Apropos teuflisch: Patricio Guzmans Film „Der Perlmuttknopf“ klingt und sieht zwar aus wie eine Meditation über Wasser in allen Erscheinungsformen, entpuppt sich dann aber als Geschichte darüber, was Menschen einander antun könnten. Der einzige Dokumentarfilm im Wettbewerb berichtet über die südchilenische Insel Dawson, auf der im 19. Jahrhundert die patagonische Urbevölkerung von Siedlern interniert und so fast vollständig getötet wurde. Jahrzehnte später nutzten die Häscher der Pinochet-Diktatur das Lager als KZ, folterten und töteten Hunderte Oppositionelle und warfen sie dann, mit Eisenbahnschienen auf der Brust beschwert und verschnürt wie Pakete, ins Meer. Im nervtötend freundlichen Tonfall eines Lehrfilmers berichtet Guzman mal von den viertausend Kilometern Küste und mal vom Grauen: alles ist Teil desselben Universums. Zu sehen sind dabei wunderschöne Bilder von blaugrünen Gletschern, fernen Galaxien, dem Meer – und dann Fotos der getöteten indigenen Stämme, Interviews mit Nachkommen, ein Gruppenbild von Folteropfern und Abschnitte eben jener Eisenbahnschienen, die in dreißig Jahren auf dem Grund der See von Meerpocken zerklüftet wurden. Auf einer dieser Schienen halten die Meerpocken einen winzigen Perlmuttknopf fest. Er beweist als wichtiger Teil einer Indizienkette die Verbrechen der Täter – und wird für Guzman zugleich in einer leicht verkopften Konstruktion zur Verbindung zum Mord an den Ureinwohnern.
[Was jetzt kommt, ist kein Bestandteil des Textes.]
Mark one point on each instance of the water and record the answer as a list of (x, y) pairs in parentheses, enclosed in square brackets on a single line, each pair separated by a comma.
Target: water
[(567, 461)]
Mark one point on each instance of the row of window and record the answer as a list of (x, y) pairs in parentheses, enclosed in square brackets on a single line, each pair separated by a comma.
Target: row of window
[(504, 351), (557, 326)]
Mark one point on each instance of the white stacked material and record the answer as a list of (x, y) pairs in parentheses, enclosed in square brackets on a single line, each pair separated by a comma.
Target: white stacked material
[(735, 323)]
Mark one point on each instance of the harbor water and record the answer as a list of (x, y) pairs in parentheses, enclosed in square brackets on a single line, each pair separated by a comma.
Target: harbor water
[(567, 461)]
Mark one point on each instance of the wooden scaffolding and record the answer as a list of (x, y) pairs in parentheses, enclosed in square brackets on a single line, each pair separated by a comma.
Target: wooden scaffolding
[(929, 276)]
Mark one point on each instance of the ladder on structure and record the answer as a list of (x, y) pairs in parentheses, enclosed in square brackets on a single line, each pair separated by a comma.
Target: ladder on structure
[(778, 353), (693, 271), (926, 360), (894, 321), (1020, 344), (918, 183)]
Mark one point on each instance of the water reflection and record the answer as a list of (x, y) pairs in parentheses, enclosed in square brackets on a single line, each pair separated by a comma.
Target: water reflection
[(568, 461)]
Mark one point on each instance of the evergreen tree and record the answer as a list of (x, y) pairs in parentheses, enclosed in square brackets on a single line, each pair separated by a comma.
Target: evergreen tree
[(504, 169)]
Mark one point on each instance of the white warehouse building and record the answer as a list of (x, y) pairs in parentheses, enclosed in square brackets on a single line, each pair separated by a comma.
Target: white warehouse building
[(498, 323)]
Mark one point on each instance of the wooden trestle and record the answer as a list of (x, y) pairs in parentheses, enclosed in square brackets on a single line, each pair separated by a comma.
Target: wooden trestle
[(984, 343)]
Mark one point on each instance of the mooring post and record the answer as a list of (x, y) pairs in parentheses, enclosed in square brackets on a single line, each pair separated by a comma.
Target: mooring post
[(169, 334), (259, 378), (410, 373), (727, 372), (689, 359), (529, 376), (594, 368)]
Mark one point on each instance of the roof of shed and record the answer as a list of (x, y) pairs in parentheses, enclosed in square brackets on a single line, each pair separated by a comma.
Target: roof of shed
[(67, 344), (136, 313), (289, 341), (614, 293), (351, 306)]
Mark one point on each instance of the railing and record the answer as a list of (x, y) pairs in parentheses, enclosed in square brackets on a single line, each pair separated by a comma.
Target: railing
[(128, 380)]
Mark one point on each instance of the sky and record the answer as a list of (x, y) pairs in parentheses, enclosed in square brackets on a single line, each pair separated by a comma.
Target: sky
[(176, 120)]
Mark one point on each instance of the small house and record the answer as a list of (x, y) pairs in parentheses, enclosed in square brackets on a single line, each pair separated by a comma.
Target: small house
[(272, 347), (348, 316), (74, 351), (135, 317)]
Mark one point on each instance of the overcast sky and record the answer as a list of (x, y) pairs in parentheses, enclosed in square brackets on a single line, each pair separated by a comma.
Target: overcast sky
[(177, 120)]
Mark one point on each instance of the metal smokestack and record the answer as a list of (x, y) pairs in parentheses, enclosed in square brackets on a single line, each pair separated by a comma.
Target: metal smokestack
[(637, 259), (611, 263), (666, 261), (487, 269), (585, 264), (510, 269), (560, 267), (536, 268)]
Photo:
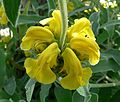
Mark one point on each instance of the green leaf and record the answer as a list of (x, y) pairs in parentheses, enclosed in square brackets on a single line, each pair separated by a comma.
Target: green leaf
[(4, 100), (83, 91), (79, 10), (94, 19), (10, 85), (102, 36), (115, 54), (22, 101), (2, 67), (113, 22), (105, 94), (115, 97), (44, 91), (12, 9), (77, 97), (29, 19), (29, 89), (63, 95)]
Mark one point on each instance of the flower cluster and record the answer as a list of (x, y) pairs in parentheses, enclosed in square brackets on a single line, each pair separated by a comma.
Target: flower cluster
[(3, 17), (64, 65)]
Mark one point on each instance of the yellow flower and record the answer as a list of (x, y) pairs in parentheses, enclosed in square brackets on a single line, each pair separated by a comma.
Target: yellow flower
[(3, 17), (40, 68), (76, 75), (80, 28), (70, 6), (51, 62)]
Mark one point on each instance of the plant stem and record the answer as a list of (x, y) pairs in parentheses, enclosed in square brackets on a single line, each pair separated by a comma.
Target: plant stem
[(105, 85), (64, 15)]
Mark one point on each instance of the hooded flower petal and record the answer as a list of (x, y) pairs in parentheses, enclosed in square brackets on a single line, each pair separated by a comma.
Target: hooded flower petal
[(54, 23), (34, 34), (75, 73), (80, 28), (3, 17), (40, 68), (87, 47)]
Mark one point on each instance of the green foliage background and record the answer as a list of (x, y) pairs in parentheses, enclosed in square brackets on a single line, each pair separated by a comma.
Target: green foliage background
[(15, 85)]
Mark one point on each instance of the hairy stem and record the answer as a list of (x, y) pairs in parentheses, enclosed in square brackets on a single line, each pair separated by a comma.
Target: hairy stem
[(64, 26)]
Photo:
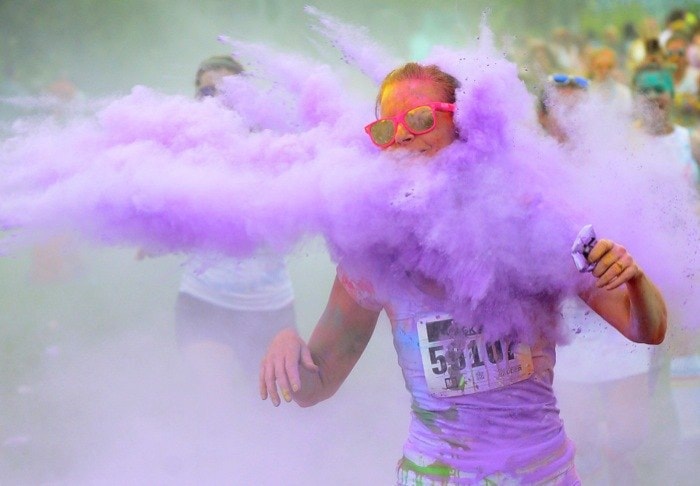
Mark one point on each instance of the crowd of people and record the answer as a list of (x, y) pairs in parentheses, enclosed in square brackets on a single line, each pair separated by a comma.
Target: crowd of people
[(611, 60), (507, 431)]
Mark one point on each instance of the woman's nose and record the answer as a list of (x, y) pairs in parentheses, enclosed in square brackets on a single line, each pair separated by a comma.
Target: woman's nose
[(403, 136)]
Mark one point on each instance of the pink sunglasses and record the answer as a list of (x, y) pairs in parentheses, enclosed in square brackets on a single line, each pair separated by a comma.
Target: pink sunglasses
[(418, 120)]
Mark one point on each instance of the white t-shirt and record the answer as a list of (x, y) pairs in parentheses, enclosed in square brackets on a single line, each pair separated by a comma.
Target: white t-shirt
[(508, 428), (677, 143), (597, 352), (260, 283)]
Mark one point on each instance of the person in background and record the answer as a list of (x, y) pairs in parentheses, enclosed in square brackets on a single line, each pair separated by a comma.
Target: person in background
[(605, 84), (499, 433), (600, 373), (639, 49), (686, 81), (654, 92), (561, 94), (228, 309)]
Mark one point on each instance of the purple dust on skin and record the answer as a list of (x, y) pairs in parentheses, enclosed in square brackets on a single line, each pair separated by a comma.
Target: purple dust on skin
[(490, 219)]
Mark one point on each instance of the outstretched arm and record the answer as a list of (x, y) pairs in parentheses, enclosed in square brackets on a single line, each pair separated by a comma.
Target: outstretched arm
[(336, 344), (624, 295)]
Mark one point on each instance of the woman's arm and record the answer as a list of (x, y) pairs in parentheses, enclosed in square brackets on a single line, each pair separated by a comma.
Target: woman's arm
[(336, 344), (624, 296)]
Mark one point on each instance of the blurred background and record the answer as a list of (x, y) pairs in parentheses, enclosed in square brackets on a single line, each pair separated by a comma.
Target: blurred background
[(93, 389)]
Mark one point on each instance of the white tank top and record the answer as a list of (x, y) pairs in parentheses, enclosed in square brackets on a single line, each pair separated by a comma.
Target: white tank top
[(513, 429)]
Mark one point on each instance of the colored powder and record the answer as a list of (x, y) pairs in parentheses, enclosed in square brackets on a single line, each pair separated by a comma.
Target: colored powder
[(282, 156)]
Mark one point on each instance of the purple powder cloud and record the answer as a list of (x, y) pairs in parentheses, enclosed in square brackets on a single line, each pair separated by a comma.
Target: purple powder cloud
[(283, 155)]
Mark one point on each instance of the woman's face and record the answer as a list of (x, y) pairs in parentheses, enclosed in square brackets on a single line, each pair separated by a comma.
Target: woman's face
[(404, 95)]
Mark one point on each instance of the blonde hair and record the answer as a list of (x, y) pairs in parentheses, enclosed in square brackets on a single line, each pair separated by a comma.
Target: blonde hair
[(448, 84)]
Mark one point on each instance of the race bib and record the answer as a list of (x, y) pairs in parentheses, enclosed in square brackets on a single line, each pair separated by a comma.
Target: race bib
[(459, 361)]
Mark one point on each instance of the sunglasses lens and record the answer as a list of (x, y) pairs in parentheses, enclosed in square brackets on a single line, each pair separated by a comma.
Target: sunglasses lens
[(382, 131), (206, 91), (420, 119)]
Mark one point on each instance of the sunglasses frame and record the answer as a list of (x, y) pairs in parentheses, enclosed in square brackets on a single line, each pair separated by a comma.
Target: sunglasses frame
[(401, 119), (560, 79)]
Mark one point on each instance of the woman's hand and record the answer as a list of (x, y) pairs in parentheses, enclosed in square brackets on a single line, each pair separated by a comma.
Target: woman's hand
[(636, 309), (614, 266), (280, 366)]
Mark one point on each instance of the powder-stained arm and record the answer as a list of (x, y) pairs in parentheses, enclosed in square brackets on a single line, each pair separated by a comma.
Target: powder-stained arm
[(336, 344), (625, 296)]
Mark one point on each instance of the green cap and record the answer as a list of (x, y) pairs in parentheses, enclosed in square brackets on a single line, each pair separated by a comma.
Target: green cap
[(656, 80)]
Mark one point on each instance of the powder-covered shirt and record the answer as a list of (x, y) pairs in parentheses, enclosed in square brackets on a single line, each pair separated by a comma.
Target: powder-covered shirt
[(513, 429)]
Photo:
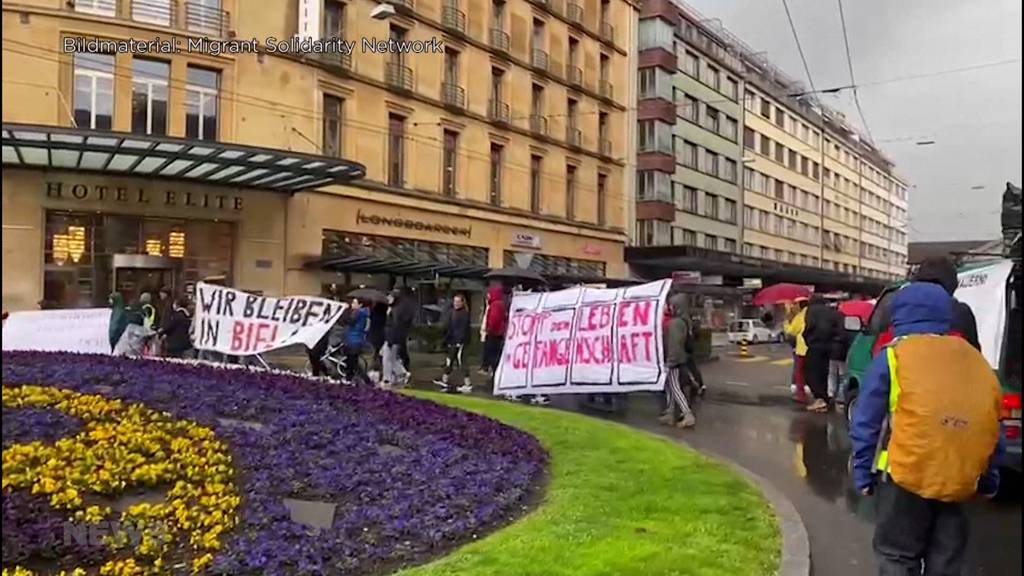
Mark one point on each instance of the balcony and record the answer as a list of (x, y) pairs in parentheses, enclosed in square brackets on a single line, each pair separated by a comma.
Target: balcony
[(539, 124), (454, 95), (454, 18), (540, 59), (574, 75), (500, 40), (206, 19), (573, 135), (573, 12), (499, 111), (159, 12), (398, 76), (336, 60)]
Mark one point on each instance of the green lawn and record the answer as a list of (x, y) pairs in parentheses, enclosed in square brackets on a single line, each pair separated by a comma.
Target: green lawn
[(620, 502)]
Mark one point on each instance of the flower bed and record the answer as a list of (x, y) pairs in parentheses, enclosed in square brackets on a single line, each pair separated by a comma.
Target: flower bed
[(223, 449)]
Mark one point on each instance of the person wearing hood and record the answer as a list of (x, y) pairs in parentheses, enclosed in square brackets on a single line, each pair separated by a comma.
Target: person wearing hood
[(457, 334), (495, 324), (176, 330), (676, 333), (926, 436)]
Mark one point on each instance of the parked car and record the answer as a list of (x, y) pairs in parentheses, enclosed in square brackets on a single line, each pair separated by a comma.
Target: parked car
[(753, 330), (1006, 357)]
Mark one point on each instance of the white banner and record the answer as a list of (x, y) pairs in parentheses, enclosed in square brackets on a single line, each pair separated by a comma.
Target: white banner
[(237, 323), (80, 330), (584, 340), (984, 289)]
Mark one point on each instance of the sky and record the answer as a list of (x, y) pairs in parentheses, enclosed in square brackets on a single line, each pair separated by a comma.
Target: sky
[(973, 117)]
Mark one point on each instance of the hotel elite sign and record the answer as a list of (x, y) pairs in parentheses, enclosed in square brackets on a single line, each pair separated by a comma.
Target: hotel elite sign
[(141, 195)]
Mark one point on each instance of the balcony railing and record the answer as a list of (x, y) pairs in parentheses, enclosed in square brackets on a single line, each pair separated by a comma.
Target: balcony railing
[(540, 59), (498, 111), (454, 18), (573, 136), (573, 12), (539, 124), (206, 19), (454, 94), (574, 75), (338, 60), (398, 76), (500, 40), (160, 12)]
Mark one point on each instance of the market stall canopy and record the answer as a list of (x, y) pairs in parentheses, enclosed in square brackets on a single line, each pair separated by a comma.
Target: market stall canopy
[(208, 162)]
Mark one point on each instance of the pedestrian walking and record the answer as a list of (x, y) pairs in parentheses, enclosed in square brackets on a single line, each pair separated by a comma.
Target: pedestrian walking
[(495, 324), (678, 412), (794, 328), (397, 323), (457, 334), (176, 330), (926, 435)]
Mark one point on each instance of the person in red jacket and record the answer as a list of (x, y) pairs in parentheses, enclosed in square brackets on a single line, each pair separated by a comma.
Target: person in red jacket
[(495, 324)]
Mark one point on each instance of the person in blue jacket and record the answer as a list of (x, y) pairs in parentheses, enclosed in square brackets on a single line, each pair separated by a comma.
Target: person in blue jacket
[(910, 530), (355, 336)]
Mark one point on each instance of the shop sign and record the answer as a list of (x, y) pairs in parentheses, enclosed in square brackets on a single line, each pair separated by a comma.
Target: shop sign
[(140, 195), (409, 223), (686, 277), (525, 240)]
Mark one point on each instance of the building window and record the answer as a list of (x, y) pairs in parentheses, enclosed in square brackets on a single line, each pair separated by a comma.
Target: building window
[(749, 138), (450, 158), (201, 104), (729, 170), (730, 210), (395, 150), (690, 199), (569, 192), (496, 174), (333, 107), (334, 19), (711, 206), (691, 64), (93, 100), (148, 96), (535, 183)]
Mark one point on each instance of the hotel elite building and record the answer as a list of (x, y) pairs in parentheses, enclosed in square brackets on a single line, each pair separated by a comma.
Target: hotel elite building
[(502, 138)]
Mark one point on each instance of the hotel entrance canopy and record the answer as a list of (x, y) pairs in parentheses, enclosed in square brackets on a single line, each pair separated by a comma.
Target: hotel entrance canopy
[(203, 162)]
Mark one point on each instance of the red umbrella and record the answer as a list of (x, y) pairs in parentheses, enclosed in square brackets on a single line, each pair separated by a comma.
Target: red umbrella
[(783, 292), (860, 309)]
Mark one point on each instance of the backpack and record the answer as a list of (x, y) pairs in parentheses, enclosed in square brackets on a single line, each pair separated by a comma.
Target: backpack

Nach 82 Minuten kommt man wie hinterrücks überfallen aus dem Kino und denkt: Erstaunlich, welchen Druck auf der Brust so ein kleiner Hemdenknopf und Muschelhaut auslösen können.

„Ixcanul Volcano“ heißt der Debütfilm des guatemaltekischen Regisseurs Jayro Bustamante, welcher eine sehr heutige Geschichte erzählt. Das Maya-Mädchen Maria, kaum volljährig, lebt mit seinen Eltern am Fuß eines aktiven Vulkans auf einer Kaffeeplantage. Maria soll mit dem Vorarbeiter Ignacio verheiratet werden, doch sie will lieber mit dem Kaffeepflücker Pepe in die USA ziehen – er verschwindet, sie bleibt zurück, schwanger.

Bustamante hat sehr genau hingesehen, er zeigt, woran viele Menschen in seinem Land glauben und woran sie sich sehr zeitlos festhalten: an der Liebe, an der Familie, an der Solidarität zwischen denen, die sie gerade brauchen, und denen, die sie gerade geben können. Wie oft bei der Berlinale erzählt dieser Film von der Gleichzeitigkeit völlig getrennter Welten. Meist sind es Welten, die wir deshalb nicht kennen, weil wir lieber gar nichts von ihnen wissen wollen. Weil sonst der Kaffee ein bisschen sauer schmeckt und man bei Exportgütern aus Guatemala auf einmal nicht mehr an Schokolade denkt, sondern an Kinder.